Other multi-dimensional scales have been used in assessing fatigue in COPD such as the 27-item Manchester COPD fatigue scale (MCFS) [16, 30], the 20-item Multidimensional Fatigue Index (MFI-20) [31], the 41 visual analogue Piper Fatigue Scale (PFS) [32] and the 40 item Fatigue Impact Scale (FIS) [33]. None of these relatively long scales were developed as disease-specific scales except for the MCFS. The FACIT-F has shown significant correlation with MCFS (r = −0.81, p < 0.001), although the more comprehensive MCFS had shown better correlation with SGRQ, 6-MWD and BODE index [16]. However, generally, a shorter valid scale like the 9-item modified FACIT-F would have the advantages of ease of administration, would be less time consuming and probably have a better level of completeness, particularly when included in a battery of self-reported questionnaires administered to subjects at the same trial visit or when used in a busy clinic in daily practice.

Having a short questionnaire that retains excellent reliability for the assessment of fatigue has several advantages. In COPD, there has so far been a discrepancy between the few, and often non-validated, assessment questions used in the clinical management of COPD patients and the increasing number of questionnaires applied in observational studies as well as clinical trials. The exception has been the MRC dyspnoea scale [12] but this is a uni-dimensional scale capturing a single aspect of COPD – activity limitation. The recent work on the COPD Assessment Test (CAT) has resulted in a tool providing a standardised assessment of several respiratory symptoms likely to be used in both the clinical setting and in studies [34, 35]. However, the CAT does not capture relevant aspects of fatigue. We suggest that the short fatigue scale resented in here will improve the assessment of this important aspect in COPD.

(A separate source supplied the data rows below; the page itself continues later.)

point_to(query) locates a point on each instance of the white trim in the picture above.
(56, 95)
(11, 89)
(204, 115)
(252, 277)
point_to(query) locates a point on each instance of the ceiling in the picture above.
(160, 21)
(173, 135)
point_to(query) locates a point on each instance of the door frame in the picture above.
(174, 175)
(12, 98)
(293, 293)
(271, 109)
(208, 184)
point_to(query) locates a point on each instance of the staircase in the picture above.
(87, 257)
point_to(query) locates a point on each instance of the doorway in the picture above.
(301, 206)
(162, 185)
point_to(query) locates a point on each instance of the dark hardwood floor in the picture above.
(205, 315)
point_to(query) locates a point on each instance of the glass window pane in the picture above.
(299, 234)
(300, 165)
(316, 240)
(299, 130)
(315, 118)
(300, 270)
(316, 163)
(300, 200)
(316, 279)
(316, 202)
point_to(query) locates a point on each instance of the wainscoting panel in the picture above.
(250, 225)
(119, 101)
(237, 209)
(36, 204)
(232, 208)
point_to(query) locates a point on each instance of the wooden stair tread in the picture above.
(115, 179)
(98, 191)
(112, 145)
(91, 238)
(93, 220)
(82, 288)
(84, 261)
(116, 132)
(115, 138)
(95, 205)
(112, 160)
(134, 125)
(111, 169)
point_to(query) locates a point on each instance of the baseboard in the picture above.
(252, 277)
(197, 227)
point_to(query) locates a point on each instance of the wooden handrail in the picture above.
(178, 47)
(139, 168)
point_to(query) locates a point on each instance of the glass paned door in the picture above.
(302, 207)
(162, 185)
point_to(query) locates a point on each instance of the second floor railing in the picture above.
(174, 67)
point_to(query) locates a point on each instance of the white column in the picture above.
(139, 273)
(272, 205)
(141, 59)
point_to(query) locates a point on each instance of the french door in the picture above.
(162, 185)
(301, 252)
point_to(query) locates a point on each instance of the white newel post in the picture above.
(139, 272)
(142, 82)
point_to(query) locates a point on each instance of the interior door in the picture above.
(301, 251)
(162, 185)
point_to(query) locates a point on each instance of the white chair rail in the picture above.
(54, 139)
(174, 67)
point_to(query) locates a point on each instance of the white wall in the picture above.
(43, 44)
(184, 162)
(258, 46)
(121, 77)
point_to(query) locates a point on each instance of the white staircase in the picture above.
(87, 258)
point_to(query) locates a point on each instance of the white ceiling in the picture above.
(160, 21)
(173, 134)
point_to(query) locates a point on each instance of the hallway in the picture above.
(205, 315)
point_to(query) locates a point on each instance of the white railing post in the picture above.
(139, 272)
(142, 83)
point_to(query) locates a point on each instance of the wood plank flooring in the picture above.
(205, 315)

The limitations of our study include that this is a secondary analysis of an existing scale and the items of the COPD-version FACIT-F have not been generated by COPD patients. However, in a previous study FACIT-F had correlated well with a robust COPD specific fatigue scale (the 27 items Manchester COPD Fatigue Scale) [16], and here both original and modified FACIT-F demonstrated strong linear and binary correlation with well-established measures in COPD such as SGRQ, mMRC dyspnoea and 6MWT supporting its still validity in COPD field. Secondly, we did not report data on the test-retest repeatability and we did not measure the sensitivity of FACIT-F after a medical intervention such as pulmonary rehabilitation. However, the scale maintained the same excellent level of internal consistency at baseline and at 3 years follow up, and demonstrated good correlation with other robust scales. Therefore, we would expect the FACIT-F COPD-version to respond to interventions such as pulmonary rehabilitation, particularly since studies have recently indicated an improvement in fatigue following pulmonary rehabilitation [6]. However, more studies are required to study fatigue descriptors and influence and its response both totally and dimensionally after medical intervention using more sophisticated tools.

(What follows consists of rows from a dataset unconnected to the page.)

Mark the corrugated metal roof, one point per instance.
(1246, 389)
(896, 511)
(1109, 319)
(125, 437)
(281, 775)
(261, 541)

In conclusion, we found that both the original and the modified version of the FACIT-F were reliable and valid scales offering efficient measurement of fatigue in COPD. The modified version is shorter, offering total and dimensional fatigue assessment and is easier to complete in a busy daily practice and when included in a battery of scales in studies.

Funding

The ECLIPSE study was funded by GlaxoSmithKline (registered on ClinicalTrials.gov with identifier NCT00292552; GlaxoSmithKline study code SCO104960).